A couple of powerful senators are backing a bill that would allow low-power radio stations to take up city residence a little too close for current broadcasters' comfort.
Sens. John McCain and Patrick Leahy Friday will sponsor legislation that will expand the FCC's low power FM service into those urban markets.
Their bill would remove tight interference restrictions imposed by Congress that largely limit the service to rural and mid-sized markets.
The restrictions currently require a low power station to have at least two vacant channels between it and a full power station. That spacing has prevented low power stations from operating in most big markets, where radio dials are crowded.
Advocates for the fledgling FM service said passing the legislation would allow the ranks of LPFM stations to increase from more than 700 authorized today to more than 1,000. More importantly, they say, markets dominated by big media owners will get a chance to hear the independent voices of hundreds of churches and community groups.
The bill also would reinstate the FCC's authority to set interference standards for low power radio--a power the FCC has retained for all other telecommunications services.
Congress imposed the two-vacant-channel restriction in 2000 after the National Association of Broadcasters complained that the FCC's plans to introduce nonprofit low power stations across the country would cause massive interference to commercial stations.
At the time Congress also ordered the FCC to study whether its original plans for looser standards would cause harmful interference or not.
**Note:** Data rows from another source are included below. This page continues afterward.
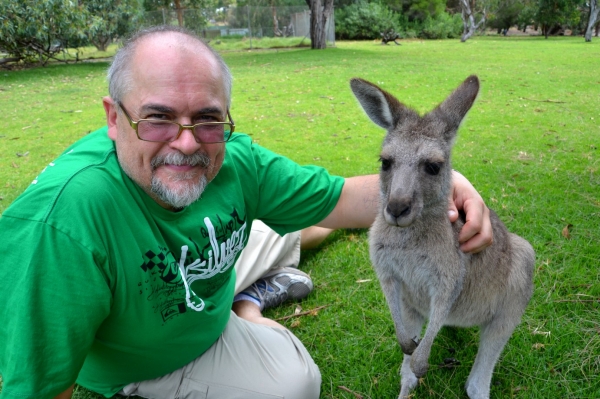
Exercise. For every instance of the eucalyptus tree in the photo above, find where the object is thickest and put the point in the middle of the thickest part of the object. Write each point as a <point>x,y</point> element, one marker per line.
<point>594,12</point>
<point>471,11</point>
<point>39,30</point>
<point>111,19</point>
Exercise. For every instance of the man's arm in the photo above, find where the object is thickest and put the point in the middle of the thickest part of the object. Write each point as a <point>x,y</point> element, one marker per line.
<point>359,203</point>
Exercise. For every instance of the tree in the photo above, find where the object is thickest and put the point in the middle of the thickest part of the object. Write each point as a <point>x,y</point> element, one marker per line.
<point>594,11</point>
<point>319,14</point>
<point>195,8</point>
<point>364,20</point>
<point>111,19</point>
<point>468,16</point>
<point>40,29</point>
<point>506,14</point>
<point>553,14</point>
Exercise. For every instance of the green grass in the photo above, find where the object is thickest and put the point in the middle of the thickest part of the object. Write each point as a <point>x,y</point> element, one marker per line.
<point>530,145</point>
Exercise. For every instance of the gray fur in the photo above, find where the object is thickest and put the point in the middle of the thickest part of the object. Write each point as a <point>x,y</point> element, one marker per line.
<point>414,248</point>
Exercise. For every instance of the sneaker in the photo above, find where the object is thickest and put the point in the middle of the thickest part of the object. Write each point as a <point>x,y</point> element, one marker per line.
<point>279,285</point>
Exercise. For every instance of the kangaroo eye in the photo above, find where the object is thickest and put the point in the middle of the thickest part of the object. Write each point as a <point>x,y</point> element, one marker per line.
<point>433,168</point>
<point>385,164</point>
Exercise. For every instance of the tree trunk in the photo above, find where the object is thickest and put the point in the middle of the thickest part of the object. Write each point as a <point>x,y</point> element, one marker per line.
<point>469,26</point>
<point>319,15</point>
<point>179,12</point>
<point>276,30</point>
<point>594,10</point>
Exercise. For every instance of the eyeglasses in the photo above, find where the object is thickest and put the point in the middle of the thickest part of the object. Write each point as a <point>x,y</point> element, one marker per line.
<point>169,131</point>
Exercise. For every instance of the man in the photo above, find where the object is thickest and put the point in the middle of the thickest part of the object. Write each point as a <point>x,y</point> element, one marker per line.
<point>117,261</point>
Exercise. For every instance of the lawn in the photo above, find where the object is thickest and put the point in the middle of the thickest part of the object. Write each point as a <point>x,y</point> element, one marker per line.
<point>529,145</point>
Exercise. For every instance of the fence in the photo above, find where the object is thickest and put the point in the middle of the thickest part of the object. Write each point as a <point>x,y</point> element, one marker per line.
<point>247,21</point>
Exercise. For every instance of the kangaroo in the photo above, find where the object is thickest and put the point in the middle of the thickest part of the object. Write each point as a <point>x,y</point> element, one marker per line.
<point>415,250</point>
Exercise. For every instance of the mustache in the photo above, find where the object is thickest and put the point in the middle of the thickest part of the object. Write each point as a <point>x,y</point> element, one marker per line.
<point>178,159</point>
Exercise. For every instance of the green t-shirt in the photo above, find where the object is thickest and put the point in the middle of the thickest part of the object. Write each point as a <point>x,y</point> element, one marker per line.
<point>99,283</point>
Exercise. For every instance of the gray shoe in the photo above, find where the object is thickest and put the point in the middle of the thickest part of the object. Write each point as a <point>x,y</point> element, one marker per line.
<point>279,285</point>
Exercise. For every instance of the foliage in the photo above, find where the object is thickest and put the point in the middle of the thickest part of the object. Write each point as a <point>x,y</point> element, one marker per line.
<point>530,145</point>
<point>554,14</point>
<point>34,30</point>
<point>363,20</point>
<point>505,15</point>
<point>442,26</point>
<point>111,19</point>
<point>420,10</point>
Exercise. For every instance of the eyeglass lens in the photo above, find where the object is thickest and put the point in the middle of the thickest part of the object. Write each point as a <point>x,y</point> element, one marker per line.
<point>167,131</point>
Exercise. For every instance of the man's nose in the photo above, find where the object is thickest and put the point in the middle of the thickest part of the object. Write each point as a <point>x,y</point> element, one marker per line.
<point>186,142</point>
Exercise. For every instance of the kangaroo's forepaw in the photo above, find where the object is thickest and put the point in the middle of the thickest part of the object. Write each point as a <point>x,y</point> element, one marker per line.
<point>408,347</point>
<point>477,391</point>
<point>419,368</point>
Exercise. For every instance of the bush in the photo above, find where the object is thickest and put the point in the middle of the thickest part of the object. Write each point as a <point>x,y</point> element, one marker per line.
<point>364,20</point>
<point>442,26</point>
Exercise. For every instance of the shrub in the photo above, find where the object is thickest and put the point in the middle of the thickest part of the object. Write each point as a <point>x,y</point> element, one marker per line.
<point>364,20</point>
<point>442,26</point>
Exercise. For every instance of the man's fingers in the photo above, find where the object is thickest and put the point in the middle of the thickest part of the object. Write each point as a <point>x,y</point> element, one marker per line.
<point>476,234</point>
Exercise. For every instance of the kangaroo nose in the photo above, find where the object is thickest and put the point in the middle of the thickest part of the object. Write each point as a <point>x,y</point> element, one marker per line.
<point>399,208</point>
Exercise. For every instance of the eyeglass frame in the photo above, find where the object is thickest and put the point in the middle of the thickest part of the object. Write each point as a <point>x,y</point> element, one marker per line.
<point>134,126</point>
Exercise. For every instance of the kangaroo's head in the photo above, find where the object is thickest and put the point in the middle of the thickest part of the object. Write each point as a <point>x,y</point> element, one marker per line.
<point>415,156</point>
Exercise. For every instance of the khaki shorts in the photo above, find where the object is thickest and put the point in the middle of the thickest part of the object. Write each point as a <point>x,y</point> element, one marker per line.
<point>248,361</point>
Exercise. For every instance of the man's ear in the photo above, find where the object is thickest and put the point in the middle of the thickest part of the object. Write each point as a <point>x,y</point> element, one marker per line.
<point>111,117</point>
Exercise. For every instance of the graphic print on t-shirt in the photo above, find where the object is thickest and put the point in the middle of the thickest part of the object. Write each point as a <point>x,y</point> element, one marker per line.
<point>168,285</point>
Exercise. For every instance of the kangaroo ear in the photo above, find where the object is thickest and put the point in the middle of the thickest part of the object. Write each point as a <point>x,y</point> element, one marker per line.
<point>455,107</point>
<point>379,105</point>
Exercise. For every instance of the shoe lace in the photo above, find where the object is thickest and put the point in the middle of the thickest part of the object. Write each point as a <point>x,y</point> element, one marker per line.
<point>269,294</point>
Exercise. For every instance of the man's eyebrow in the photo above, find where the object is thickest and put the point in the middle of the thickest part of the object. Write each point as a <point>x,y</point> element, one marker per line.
<point>158,108</point>
<point>168,110</point>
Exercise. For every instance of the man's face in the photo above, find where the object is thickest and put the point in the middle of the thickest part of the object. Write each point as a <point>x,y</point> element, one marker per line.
<point>180,83</point>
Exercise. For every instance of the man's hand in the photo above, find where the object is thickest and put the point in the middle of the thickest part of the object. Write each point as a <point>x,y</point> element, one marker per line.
<point>476,234</point>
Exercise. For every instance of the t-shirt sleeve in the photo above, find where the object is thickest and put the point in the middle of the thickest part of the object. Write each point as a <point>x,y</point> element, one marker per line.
<point>290,196</point>
<point>54,297</point>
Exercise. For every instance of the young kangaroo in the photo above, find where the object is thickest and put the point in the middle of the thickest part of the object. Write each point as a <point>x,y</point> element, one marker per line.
<point>414,248</point>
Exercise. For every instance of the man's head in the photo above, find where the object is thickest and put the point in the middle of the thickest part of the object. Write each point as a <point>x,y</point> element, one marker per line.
<point>166,73</point>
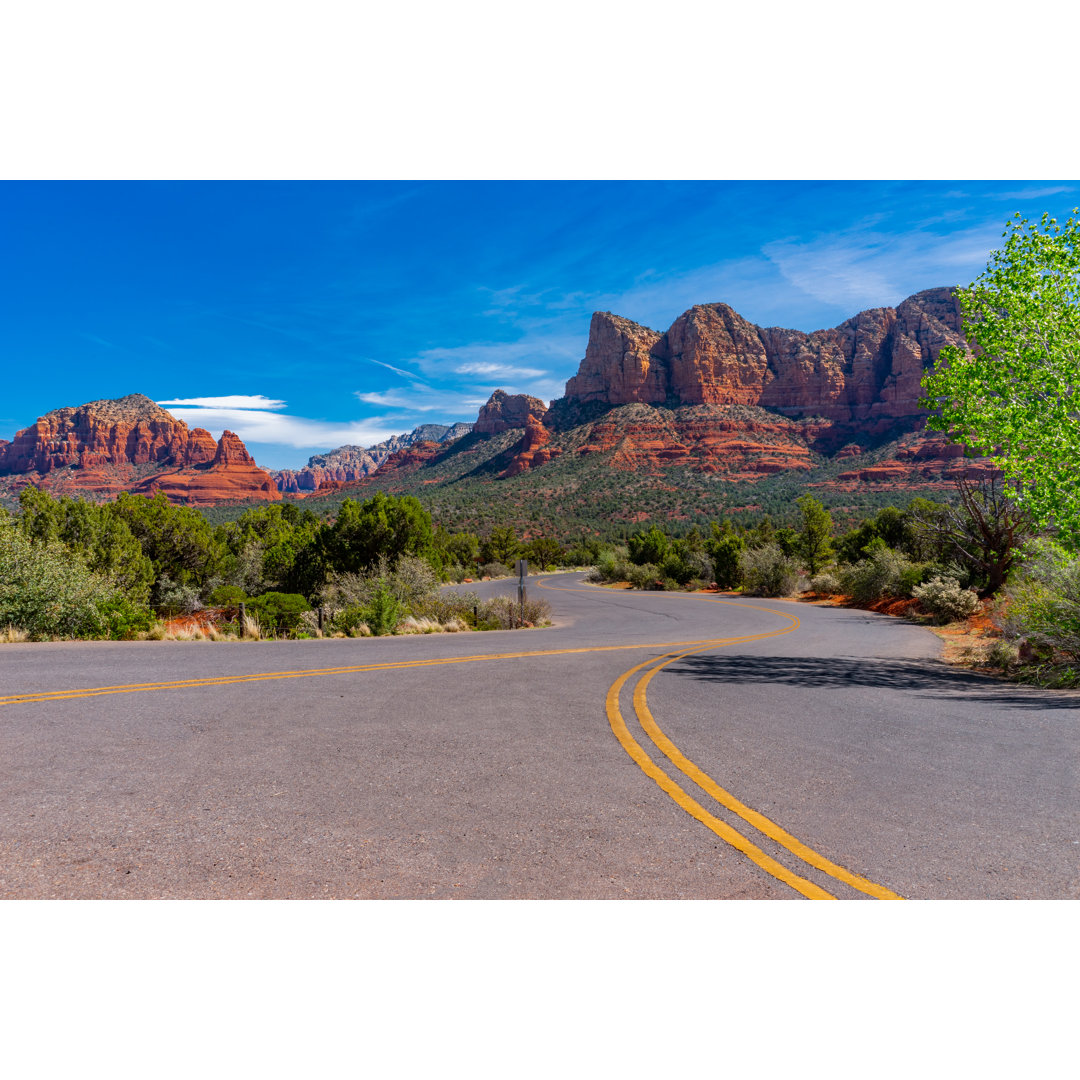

Last June a $2.2 million study conducted by the MITRE Corp. concluded "or not," saying that full power stations won't suffer any appreciable harm if the two-channel vacancy requirement was dropped. "Commercial broadcasters can't hide behind engineering arguments anymore," said Pete Tridish, technical director at the Prometheus Radio Project, an advocacy group for low power radio.
"It is unfortunate Sen. McCain is relying on the deeply flawed Mitre study in supporting the authorization of more low power FM stations," said NAB President Eddie Fritts. "Local radio listeners should not be subjected to the inevitable interference that would result from shoehorning more stations onto an already overcrowded radio dial."